There's also something to be said for the camaraderie of evening law school. I don't know how it is in regular law school, but in a CBE night program such as the one I attend, and probably CA Law Dean's at Monterey as well (correct me if I'm wrong, Dean) you go through the program with pretty much the exact same people from the beginning to the end. Other than summer school, there isn't the same picking and choosing of courses from an array of possibilities, as in college. Everyone takes the same program of courses and you tend to sit with your friends in every class. By the second year or earlier, you know everybody in class by first name, and everybody knows you. It's pretty cool. I'm proud of my classmates, because I know that they're all enduring the same hell that I am, juggling work, school, families, and mortgages. The people who succeed in night school have an astounding degree of determination and drive. But Livinglegend has a point. During the school year, and especially during that all-critical first year, you need to be "all in." You can't bluff your way through law school like you might in a college lit class. If you're prepared to make the necessary sacrifices in your social life in order to focus on the work demanded of you, you can make it.
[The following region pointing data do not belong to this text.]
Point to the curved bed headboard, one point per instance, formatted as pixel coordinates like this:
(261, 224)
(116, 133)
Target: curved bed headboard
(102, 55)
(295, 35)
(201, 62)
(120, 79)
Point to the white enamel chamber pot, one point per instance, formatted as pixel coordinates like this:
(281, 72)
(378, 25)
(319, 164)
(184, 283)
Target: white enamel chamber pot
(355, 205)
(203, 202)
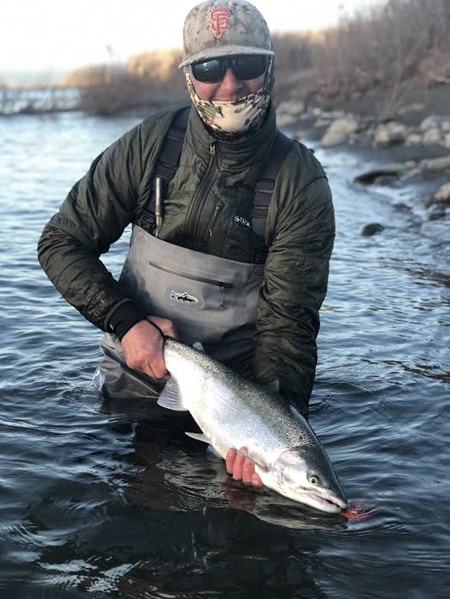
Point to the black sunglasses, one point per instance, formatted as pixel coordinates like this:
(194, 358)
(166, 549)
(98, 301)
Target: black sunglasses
(245, 66)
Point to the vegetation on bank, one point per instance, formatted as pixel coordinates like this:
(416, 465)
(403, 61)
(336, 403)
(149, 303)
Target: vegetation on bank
(393, 48)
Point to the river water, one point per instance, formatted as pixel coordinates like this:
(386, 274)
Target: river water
(111, 500)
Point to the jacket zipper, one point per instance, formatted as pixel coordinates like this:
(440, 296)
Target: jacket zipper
(220, 284)
(213, 222)
(194, 216)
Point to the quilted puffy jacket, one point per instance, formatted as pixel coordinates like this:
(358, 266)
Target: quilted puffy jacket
(207, 207)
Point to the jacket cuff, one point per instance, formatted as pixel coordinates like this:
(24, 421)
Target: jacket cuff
(122, 317)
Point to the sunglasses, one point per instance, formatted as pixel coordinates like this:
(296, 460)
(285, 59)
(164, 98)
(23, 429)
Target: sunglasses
(244, 66)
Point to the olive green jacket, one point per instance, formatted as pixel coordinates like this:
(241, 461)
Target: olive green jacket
(214, 183)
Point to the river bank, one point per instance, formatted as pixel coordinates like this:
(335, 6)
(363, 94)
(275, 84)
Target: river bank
(407, 154)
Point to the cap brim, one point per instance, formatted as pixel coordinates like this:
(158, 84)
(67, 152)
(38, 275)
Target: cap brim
(219, 51)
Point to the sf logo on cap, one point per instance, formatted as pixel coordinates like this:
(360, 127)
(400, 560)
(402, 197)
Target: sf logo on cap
(219, 21)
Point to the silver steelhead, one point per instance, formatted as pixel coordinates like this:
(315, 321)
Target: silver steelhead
(233, 412)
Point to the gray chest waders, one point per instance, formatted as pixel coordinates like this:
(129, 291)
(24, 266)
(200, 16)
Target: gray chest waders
(210, 299)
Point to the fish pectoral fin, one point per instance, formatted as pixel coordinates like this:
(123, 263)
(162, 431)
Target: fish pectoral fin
(170, 397)
(257, 460)
(197, 436)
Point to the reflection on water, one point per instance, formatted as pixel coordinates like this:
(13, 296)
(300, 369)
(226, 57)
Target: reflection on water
(112, 499)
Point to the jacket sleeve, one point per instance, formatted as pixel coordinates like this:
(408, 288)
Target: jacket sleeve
(93, 216)
(302, 231)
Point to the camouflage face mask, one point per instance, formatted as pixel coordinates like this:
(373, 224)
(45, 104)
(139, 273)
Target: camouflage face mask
(230, 118)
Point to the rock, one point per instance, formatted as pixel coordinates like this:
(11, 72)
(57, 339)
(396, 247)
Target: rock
(439, 121)
(333, 138)
(385, 175)
(339, 131)
(289, 111)
(432, 137)
(442, 195)
(436, 165)
(371, 229)
(390, 134)
(413, 139)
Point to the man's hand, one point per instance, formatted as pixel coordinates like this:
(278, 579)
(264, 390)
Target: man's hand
(143, 346)
(242, 468)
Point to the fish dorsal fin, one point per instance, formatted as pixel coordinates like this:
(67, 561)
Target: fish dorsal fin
(198, 437)
(171, 398)
(257, 460)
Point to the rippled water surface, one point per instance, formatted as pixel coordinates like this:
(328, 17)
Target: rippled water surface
(113, 500)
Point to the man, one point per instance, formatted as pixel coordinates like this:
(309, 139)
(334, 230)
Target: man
(202, 265)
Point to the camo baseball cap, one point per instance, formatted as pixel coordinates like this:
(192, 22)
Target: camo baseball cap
(222, 28)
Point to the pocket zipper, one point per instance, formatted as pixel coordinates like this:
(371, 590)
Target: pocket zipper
(220, 284)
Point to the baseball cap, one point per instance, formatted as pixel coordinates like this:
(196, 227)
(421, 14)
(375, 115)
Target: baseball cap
(222, 28)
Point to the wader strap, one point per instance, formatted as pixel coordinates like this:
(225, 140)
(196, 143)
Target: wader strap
(168, 162)
(166, 166)
(264, 187)
(263, 194)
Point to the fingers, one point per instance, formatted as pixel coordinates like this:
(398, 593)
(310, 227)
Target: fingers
(143, 347)
(242, 467)
(166, 326)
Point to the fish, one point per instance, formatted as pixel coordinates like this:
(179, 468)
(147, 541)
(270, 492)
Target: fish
(234, 412)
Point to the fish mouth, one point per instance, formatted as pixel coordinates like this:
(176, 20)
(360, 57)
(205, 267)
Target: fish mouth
(326, 503)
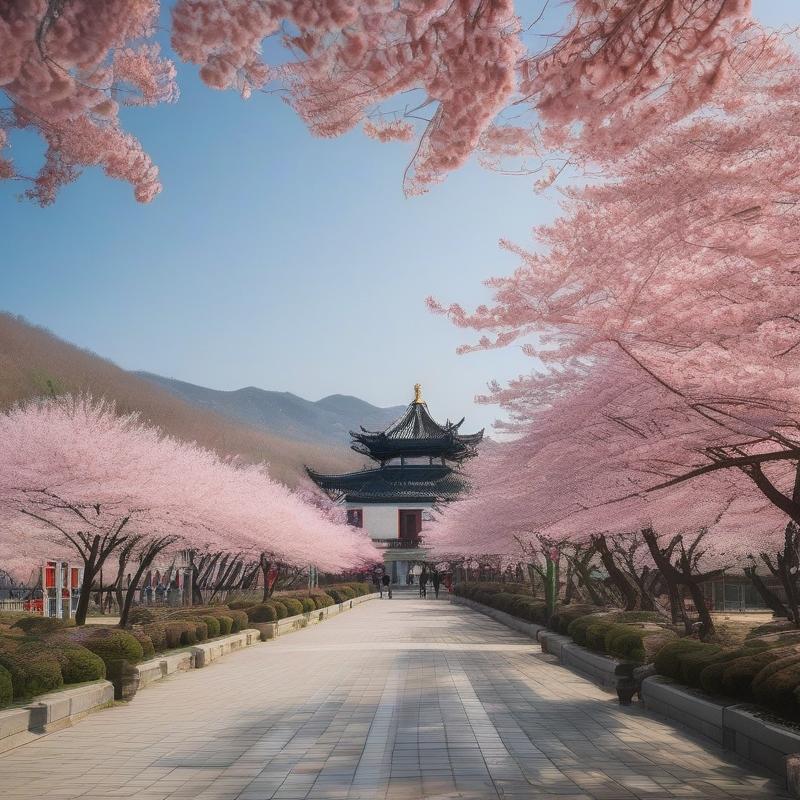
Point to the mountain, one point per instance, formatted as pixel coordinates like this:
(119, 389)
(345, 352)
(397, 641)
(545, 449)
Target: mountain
(34, 362)
(326, 421)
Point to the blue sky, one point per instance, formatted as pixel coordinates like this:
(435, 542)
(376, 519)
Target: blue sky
(272, 258)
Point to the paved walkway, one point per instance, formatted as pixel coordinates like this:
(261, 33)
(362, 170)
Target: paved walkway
(396, 700)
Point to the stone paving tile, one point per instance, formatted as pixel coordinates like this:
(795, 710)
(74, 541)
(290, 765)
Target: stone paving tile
(396, 700)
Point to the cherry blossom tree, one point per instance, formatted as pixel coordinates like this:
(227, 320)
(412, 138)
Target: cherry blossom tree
(66, 68)
(451, 78)
(74, 474)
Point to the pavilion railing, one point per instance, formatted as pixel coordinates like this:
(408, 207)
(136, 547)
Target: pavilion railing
(398, 544)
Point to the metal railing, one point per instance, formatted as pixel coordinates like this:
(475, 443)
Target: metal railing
(398, 544)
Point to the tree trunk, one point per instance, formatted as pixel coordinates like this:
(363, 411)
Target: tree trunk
(89, 571)
(629, 594)
(699, 599)
(771, 600)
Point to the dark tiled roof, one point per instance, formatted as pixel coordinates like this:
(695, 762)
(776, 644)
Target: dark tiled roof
(416, 433)
(394, 483)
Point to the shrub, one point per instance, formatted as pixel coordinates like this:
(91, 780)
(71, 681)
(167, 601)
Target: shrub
(6, 687)
(563, 616)
(293, 607)
(579, 626)
(140, 616)
(181, 632)
(733, 675)
(264, 612)
(112, 645)
(779, 690)
(693, 662)
(212, 626)
(596, 634)
(148, 648)
(667, 660)
(157, 633)
(641, 616)
(775, 666)
(636, 642)
(238, 620)
(80, 664)
(240, 605)
(308, 605)
(32, 670)
(39, 625)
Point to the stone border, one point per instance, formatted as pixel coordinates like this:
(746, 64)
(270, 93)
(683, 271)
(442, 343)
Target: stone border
(300, 621)
(52, 712)
(736, 726)
(733, 726)
(609, 673)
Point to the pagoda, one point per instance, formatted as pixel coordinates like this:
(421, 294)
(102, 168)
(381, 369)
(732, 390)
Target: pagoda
(418, 467)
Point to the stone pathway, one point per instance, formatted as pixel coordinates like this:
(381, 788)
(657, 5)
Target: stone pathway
(396, 700)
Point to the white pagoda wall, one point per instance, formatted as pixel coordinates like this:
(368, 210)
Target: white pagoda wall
(381, 519)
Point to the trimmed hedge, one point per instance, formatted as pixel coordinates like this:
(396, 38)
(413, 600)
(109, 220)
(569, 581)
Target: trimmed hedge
(79, 664)
(40, 625)
(113, 645)
(563, 616)
(212, 625)
(294, 607)
(148, 648)
(32, 670)
(6, 687)
(263, 612)
(158, 635)
(668, 658)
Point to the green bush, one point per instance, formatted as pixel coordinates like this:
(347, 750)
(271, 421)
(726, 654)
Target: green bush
(639, 644)
(39, 625)
(80, 664)
(766, 673)
(692, 663)
(225, 624)
(579, 626)
(293, 607)
(596, 634)
(141, 616)
(667, 660)
(778, 691)
(641, 616)
(264, 612)
(308, 605)
(240, 605)
(180, 633)
(148, 647)
(563, 616)
(112, 645)
(157, 633)
(239, 620)
(212, 626)
(733, 674)
(6, 687)
(32, 670)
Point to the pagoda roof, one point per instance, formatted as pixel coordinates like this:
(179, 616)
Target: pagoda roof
(417, 433)
(407, 483)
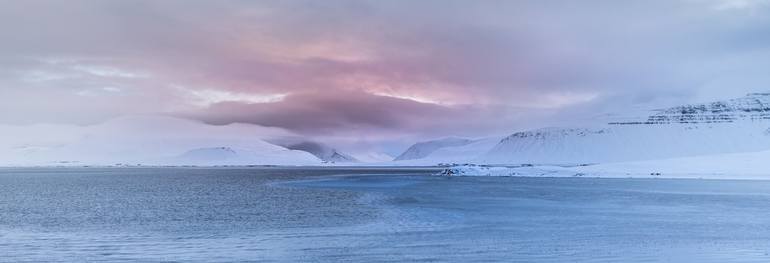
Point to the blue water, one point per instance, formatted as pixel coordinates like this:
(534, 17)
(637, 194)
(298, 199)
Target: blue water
(367, 214)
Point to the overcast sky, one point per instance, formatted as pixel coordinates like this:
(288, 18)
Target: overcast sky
(378, 70)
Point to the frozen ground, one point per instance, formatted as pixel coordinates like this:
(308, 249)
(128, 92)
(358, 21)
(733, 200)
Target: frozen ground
(374, 215)
(754, 165)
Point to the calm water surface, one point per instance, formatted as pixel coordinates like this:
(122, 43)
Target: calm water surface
(367, 214)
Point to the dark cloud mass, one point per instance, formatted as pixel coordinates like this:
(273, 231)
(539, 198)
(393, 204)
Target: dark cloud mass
(377, 68)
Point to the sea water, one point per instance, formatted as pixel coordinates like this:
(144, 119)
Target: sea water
(373, 215)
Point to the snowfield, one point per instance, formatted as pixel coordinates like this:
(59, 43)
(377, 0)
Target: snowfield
(751, 166)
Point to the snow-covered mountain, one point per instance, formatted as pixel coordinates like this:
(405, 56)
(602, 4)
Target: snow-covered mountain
(320, 150)
(423, 149)
(146, 140)
(455, 153)
(234, 156)
(731, 126)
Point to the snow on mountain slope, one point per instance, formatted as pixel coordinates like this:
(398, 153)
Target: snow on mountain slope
(456, 154)
(320, 150)
(748, 165)
(423, 149)
(141, 139)
(738, 125)
(232, 156)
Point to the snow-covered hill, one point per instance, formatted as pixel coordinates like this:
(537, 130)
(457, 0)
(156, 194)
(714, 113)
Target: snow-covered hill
(320, 150)
(455, 154)
(421, 150)
(145, 140)
(732, 126)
Another thing I haven't mentioned, and it's as important as anything, is that you need support. You need the support and understanding of your spouse, your employer, your family and your friends. The grind takes a toll on relationships, which is why you may lose a few of your looser (I didn't say "loser") friends. You may also start to take inventory of your relationships after a couple of years of law school and decide to punt some of the losers (this time I mean "losers") the hell out of your life. You're surrounded by so many inspiring professors and go-getters, and your free time is so precious that wasting it on unambitious, uninspiring, unmotivated old friends will start to feel like putting on a pair of dirty old shoes that you lost in the garage five years ago. So you take them off and throw them away. It's not elitist: it's water seeking its own level.
Law school is a fantastic experience. And boy, is it eye-opening. After three years, I want it over with so badly I can taste it. But I'm getting closer and closer to my goal. No turning back. Set that goal, keep your eyes on it, prepare for success, and you, audacious climber, may reach the top of the mountain. Lots of us are doing it.